Yesterday, not far from us on our beach, a woman was found floating in the waters by two teenagers. She was unresponsive. A flurry of activity swarmed around her when she was brought up to dry land. CPR was preformed. Police and ambulances and the fire department showed up. As did all the life guards. Nothing was known about this woman. One would assume that she was on vacation with her family. One would assume she was someone's mother. One would assume she was someone's wife... someone's daughter. One would assume she knew how to swim.
This is a quiet bucolic town, a throwback to easier times in the 50s. The streets are safe and the children roam freely. Nothing happens here. The families that come here do so year after year, generation after generation. The families that come here know the sea... respect the sea...
Should you ever find yourself in a situation where the waters seem rough, the current strong or a riptide near by DO NOT PANIC
... instead swim, slowly, calmly and PARALLEL
to the shore. Do not try to swim in until you feel the waters have calmed. Riptides can come, seemingly, out of nowhere. The unevenness of the sea's sandy bottom is what causes them.

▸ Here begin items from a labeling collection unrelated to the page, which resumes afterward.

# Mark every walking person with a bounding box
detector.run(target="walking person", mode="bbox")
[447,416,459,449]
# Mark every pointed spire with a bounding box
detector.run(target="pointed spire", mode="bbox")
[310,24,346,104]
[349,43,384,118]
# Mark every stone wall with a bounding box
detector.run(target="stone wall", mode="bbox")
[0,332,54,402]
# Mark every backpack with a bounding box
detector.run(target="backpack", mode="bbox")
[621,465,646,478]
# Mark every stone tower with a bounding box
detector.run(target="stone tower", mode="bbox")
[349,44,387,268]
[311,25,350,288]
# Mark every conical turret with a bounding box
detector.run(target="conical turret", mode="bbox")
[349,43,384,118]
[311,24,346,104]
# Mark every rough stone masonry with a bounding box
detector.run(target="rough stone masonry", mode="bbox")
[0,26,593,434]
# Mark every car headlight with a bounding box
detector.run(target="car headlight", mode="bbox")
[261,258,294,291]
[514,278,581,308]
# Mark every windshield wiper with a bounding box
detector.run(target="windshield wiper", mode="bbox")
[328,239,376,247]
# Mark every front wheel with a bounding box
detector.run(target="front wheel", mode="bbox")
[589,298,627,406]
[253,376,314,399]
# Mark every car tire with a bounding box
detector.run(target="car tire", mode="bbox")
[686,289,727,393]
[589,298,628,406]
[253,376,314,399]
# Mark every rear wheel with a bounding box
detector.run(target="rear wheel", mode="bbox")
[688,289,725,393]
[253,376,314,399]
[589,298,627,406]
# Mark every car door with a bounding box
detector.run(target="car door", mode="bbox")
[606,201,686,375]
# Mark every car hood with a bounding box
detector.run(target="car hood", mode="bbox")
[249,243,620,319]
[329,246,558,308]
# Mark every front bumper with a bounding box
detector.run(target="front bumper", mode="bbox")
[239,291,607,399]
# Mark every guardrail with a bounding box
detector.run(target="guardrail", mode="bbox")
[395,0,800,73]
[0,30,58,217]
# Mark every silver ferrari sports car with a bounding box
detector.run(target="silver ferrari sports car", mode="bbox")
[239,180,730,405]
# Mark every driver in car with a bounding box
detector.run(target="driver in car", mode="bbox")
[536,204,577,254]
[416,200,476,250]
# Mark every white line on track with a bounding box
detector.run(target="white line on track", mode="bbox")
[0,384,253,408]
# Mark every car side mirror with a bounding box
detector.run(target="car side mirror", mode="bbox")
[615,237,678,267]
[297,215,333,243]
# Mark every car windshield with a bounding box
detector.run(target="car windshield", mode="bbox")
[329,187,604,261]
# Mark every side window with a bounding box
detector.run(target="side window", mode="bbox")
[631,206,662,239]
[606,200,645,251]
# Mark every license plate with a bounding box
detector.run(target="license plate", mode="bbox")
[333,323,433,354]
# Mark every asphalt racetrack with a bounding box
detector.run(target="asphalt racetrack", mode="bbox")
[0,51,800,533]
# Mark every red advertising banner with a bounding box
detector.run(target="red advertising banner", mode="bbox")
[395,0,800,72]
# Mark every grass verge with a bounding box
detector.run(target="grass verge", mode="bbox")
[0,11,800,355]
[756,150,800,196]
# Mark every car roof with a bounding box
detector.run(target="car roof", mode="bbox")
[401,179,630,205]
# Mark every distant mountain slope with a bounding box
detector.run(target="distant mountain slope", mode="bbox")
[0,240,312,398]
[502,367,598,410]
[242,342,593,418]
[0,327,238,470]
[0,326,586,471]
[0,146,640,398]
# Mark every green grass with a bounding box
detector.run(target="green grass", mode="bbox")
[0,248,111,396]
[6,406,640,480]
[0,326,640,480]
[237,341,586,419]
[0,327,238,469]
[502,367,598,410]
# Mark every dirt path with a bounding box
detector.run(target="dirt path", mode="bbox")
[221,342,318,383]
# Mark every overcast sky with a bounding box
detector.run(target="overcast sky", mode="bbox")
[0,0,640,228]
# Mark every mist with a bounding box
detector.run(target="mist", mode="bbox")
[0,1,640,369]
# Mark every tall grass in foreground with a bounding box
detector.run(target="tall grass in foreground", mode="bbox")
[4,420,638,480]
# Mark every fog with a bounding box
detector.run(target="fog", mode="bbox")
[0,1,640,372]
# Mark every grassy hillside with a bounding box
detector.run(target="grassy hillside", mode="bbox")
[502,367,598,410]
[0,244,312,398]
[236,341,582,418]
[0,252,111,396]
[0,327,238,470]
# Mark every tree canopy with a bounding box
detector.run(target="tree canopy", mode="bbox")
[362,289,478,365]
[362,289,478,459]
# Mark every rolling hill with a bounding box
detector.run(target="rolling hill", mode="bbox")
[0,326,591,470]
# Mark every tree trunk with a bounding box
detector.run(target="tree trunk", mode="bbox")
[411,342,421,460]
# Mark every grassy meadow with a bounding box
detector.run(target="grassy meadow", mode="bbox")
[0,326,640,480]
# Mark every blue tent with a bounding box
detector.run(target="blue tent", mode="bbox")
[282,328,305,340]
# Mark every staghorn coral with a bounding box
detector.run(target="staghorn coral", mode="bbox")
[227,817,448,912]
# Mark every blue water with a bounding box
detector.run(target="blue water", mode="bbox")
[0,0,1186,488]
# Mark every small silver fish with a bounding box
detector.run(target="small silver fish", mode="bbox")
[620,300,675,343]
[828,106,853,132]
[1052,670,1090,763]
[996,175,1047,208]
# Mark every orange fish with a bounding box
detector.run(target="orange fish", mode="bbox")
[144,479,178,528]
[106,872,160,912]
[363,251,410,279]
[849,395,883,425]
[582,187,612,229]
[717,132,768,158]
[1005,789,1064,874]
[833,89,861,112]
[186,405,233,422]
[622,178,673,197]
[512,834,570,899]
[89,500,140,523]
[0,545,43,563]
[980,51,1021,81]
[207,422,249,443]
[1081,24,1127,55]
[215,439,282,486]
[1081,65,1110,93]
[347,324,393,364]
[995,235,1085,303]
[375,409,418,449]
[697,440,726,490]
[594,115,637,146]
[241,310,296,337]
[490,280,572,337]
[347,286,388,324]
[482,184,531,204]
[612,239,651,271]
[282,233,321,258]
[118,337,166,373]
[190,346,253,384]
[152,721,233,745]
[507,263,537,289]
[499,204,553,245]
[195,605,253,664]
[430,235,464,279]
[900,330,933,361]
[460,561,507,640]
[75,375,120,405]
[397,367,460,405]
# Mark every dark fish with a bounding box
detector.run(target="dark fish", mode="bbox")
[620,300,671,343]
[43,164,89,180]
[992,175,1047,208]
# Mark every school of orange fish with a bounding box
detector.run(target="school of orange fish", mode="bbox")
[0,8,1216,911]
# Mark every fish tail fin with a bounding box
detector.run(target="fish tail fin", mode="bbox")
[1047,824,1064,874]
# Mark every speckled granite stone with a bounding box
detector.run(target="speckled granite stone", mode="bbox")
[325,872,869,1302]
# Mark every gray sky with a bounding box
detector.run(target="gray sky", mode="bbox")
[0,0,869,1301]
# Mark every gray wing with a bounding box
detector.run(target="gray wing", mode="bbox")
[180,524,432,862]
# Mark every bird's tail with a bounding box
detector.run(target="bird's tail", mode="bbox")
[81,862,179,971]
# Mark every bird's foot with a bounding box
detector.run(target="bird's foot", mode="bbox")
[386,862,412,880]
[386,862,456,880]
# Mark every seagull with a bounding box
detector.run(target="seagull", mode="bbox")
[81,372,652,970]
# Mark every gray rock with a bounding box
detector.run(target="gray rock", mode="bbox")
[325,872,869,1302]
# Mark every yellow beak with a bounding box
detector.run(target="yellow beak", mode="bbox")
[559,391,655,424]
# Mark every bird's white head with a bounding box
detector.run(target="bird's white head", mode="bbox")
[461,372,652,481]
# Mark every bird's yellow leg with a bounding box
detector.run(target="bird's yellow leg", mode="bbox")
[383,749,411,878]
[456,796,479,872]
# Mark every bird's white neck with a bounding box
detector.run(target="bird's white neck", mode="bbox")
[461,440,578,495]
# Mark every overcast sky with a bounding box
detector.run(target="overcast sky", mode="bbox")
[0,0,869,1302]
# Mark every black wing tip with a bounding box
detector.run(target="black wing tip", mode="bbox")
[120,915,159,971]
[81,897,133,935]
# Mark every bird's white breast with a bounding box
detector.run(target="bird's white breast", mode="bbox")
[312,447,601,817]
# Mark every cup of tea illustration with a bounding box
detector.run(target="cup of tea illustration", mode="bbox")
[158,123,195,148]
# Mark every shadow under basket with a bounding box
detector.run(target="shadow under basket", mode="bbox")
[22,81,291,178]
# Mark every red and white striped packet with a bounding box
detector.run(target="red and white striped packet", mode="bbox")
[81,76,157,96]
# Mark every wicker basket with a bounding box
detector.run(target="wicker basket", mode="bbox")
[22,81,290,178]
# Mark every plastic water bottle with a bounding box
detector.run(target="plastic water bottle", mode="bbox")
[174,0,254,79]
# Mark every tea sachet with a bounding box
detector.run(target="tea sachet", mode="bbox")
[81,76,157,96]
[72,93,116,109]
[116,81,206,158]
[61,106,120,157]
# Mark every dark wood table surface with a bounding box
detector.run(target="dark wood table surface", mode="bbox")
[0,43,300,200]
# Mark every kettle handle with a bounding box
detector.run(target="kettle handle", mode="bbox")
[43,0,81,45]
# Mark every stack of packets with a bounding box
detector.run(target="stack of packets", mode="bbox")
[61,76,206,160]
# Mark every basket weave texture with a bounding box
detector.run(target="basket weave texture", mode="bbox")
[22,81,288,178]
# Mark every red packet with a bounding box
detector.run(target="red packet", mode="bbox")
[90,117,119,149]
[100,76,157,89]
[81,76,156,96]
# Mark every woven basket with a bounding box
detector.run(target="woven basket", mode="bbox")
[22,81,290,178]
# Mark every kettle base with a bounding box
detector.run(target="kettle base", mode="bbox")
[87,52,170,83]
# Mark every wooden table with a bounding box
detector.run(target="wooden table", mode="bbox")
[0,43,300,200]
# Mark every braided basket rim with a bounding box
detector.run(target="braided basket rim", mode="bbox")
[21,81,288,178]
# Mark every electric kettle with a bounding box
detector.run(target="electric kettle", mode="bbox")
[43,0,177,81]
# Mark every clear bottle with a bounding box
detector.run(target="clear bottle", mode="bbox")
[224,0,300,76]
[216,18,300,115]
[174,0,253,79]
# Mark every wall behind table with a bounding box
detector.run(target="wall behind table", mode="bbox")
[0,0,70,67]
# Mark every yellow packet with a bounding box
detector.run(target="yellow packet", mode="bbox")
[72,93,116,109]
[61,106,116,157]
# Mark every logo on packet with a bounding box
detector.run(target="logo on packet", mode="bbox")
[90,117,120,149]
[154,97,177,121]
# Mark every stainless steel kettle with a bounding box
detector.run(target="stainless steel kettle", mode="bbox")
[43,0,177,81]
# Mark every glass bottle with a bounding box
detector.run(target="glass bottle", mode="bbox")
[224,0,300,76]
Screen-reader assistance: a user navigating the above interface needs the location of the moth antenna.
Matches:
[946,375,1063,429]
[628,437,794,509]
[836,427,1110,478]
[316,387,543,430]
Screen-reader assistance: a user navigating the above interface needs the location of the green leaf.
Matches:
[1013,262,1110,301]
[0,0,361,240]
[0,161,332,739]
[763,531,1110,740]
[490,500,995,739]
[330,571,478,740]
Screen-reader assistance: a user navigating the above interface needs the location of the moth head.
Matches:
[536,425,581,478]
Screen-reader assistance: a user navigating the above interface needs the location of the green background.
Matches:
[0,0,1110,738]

Swim until you see relatively calm waters. You may just be a few feet away. Should you find yourself in TROUBLE
... do NOT
raise your arms and flail about. Try to get attention by remaining calm. Being calm and focusing your energy on swimming and treading waters is very important. Most importantly do not go out alone if you can help it. If possible bring a buddy with you. If waters are rough stick close to shore. Take a look at your surroundings and notice what other swimmers are doing. If there are few simmers in the ocean your best bet may be to stay out for a while if you are unsure of your skills. Lifeguards are competent and good and will notice you have gone out too far. They will respond and come and get you. Vacations are meant for fun and relaxation but it is important to always be safe.